The United Kingdom is starting trials of working four days a week. Thirty companies will participate in the six-month trial program.
It has been on the agenda for years that working four days a week can bring benefits such as increasing productivity by making employees less tired. With the COVID-19 pandemic, the debate on this issue has increased recently with radical changes in business understanding and the environment.
For this practice, which has been talked about for years, the United Kingdom is now starting a six-month trial of ‘working 4 days a week’. During the trial, which will be attended by 30 British companies, company employees will continue to receive the same amount of salary as if they were working for 5 days.
Four-day work model challenges the current working model
Participants in the pilot, led by 4 Day Week Global in partnership with researchers from think tank Autonomy, 4 Day Week UK Campaign and Oxford University, Boston College, and Cambridge University, are now being asked to provide 100 percent productivity for just 80 percent of their time as they will now have an additional day off each week.

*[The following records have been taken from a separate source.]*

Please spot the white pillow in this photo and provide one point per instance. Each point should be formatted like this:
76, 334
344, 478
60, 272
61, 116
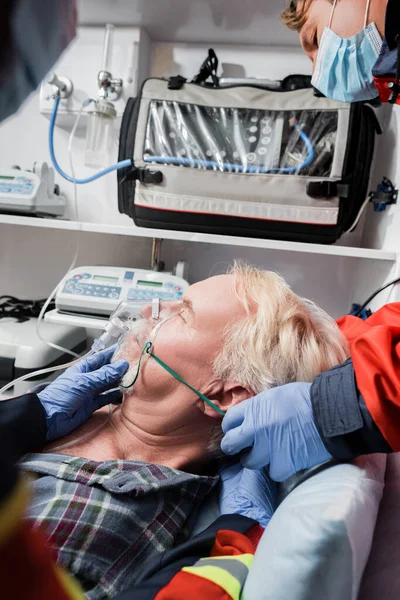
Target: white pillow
318, 541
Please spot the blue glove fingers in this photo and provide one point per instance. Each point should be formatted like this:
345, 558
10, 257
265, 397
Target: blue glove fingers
113, 397
106, 377
95, 361
254, 460
237, 440
234, 417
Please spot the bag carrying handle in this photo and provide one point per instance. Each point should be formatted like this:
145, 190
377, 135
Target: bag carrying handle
208, 70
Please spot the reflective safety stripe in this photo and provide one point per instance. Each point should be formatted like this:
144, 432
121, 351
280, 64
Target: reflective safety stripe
228, 572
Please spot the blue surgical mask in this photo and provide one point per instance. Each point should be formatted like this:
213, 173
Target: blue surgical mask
344, 65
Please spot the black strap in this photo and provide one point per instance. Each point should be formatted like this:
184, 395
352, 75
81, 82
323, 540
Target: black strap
395, 87
176, 82
144, 176
328, 189
208, 69
392, 23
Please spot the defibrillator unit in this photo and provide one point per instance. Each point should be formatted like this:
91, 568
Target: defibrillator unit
243, 160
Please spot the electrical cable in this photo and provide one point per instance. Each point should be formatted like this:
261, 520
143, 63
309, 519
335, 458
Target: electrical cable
375, 294
21, 310
120, 165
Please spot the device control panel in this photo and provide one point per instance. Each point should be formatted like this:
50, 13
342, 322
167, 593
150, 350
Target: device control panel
99, 290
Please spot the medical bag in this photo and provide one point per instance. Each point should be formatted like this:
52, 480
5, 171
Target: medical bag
243, 160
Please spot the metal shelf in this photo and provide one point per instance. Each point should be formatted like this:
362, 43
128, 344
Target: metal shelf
132, 230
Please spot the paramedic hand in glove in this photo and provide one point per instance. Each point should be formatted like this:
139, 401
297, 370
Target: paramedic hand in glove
67, 402
72, 398
353, 46
351, 410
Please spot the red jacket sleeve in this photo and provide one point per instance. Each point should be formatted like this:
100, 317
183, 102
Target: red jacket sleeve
375, 352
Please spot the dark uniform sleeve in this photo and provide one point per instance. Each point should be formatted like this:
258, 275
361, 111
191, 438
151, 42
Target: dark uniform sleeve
342, 418
22, 429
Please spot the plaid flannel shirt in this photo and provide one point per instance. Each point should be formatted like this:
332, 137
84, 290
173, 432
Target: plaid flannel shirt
107, 520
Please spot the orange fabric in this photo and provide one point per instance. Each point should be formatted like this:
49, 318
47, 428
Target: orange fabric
27, 569
231, 543
382, 85
186, 585
375, 352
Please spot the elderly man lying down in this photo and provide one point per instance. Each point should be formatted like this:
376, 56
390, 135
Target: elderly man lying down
109, 503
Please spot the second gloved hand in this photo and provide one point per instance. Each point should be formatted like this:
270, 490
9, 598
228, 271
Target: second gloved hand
248, 493
275, 428
76, 394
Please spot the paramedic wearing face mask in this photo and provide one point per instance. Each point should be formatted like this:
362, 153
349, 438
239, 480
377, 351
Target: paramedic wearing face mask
343, 39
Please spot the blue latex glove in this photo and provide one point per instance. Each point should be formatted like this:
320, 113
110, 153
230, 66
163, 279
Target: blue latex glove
248, 493
76, 394
275, 428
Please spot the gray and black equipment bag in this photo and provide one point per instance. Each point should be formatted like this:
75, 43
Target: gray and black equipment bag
244, 161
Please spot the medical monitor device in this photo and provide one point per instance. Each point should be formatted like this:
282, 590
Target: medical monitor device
89, 295
31, 193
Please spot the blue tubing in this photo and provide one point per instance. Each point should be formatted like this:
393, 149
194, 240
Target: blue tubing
121, 165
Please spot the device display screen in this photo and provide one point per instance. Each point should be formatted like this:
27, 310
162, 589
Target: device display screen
150, 283
104, 278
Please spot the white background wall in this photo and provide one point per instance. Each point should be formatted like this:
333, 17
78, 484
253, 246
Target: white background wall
32, 260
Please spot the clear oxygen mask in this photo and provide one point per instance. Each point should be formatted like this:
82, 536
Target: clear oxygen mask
139, 344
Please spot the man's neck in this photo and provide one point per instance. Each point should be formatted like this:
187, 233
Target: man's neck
184, 448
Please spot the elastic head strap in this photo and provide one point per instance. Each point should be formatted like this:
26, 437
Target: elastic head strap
126, 387
331, 17
367, 13
179, 378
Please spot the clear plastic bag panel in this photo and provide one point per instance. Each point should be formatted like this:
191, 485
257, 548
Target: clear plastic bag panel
241, 140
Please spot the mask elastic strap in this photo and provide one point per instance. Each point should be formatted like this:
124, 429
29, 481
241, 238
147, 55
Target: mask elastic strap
331, 17
126, 387
367, 13
148, 347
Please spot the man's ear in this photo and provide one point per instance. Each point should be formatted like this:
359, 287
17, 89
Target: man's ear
228, 395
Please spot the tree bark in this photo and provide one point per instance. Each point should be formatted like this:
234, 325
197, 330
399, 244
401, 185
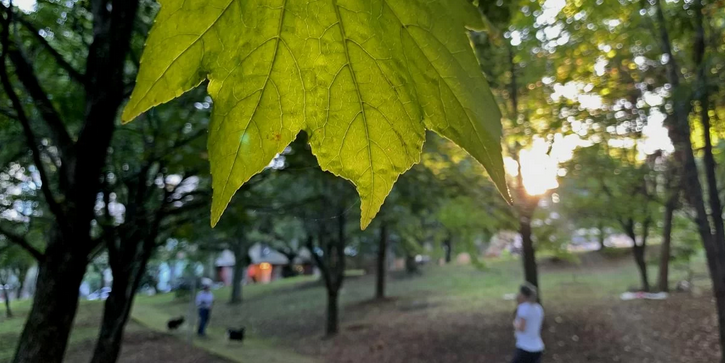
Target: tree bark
638, 252
22, 275
411, 266
679, 132
8, 311
665, 251
602, 237
45, 336
333, 316
531, 273
382, 252
117, 308
448, 247
238, 271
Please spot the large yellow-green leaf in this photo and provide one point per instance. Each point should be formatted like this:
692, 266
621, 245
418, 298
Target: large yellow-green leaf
364, 78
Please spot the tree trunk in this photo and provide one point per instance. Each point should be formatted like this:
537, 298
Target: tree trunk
531, 273
382, 249
333, 318
448, 247
639, 258
602, 237
679, 132
45, 335
238, 272
638, 252
411, 266
117, 308
664, 268
8, 311
22, 275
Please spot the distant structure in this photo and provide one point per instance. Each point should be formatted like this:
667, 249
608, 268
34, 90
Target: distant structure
267, 265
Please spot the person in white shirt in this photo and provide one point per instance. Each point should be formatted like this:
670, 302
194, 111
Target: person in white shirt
527, 326
204, 302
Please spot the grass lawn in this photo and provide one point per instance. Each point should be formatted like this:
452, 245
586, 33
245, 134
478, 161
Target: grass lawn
445, 314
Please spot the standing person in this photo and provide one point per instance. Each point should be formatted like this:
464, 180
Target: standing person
204, 302
527, 326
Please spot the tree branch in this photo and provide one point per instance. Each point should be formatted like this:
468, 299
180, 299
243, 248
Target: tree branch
25, 73
53, 205
72, 72
22, 242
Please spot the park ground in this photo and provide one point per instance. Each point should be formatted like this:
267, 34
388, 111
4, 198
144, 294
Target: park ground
446, 314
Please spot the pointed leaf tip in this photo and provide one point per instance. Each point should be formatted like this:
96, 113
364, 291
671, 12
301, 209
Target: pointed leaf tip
360, 91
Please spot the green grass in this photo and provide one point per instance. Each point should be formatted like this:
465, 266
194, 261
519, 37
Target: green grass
279, 314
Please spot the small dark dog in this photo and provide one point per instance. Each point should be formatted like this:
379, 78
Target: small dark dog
236, 334
174, 324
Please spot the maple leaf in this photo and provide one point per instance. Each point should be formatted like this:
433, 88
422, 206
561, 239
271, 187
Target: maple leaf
364, 79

Joe O’Connor, pilot program manager at 4 Day Week Global, said of the program, “More and more businesses are moving to productivity-oriented strategies to ensure they reduce their hours without lowering their wages. We are excited by the increased momentum and interest in our pilot program and, more broadly, the four-day week. “I’m not going to do that.” The four-day workweek challenges the current working model, O’Connor said, adding that 2022 will be the year that heralds this new way of working.
The UK-led trial program will then include the US, Ireland, Canada, Australia, and New Zealand. Among the companies mentioned in the program is Canon, which offers the tech firm’s employees a range of workshops, guidance and networking opportunities to maximize pilot success.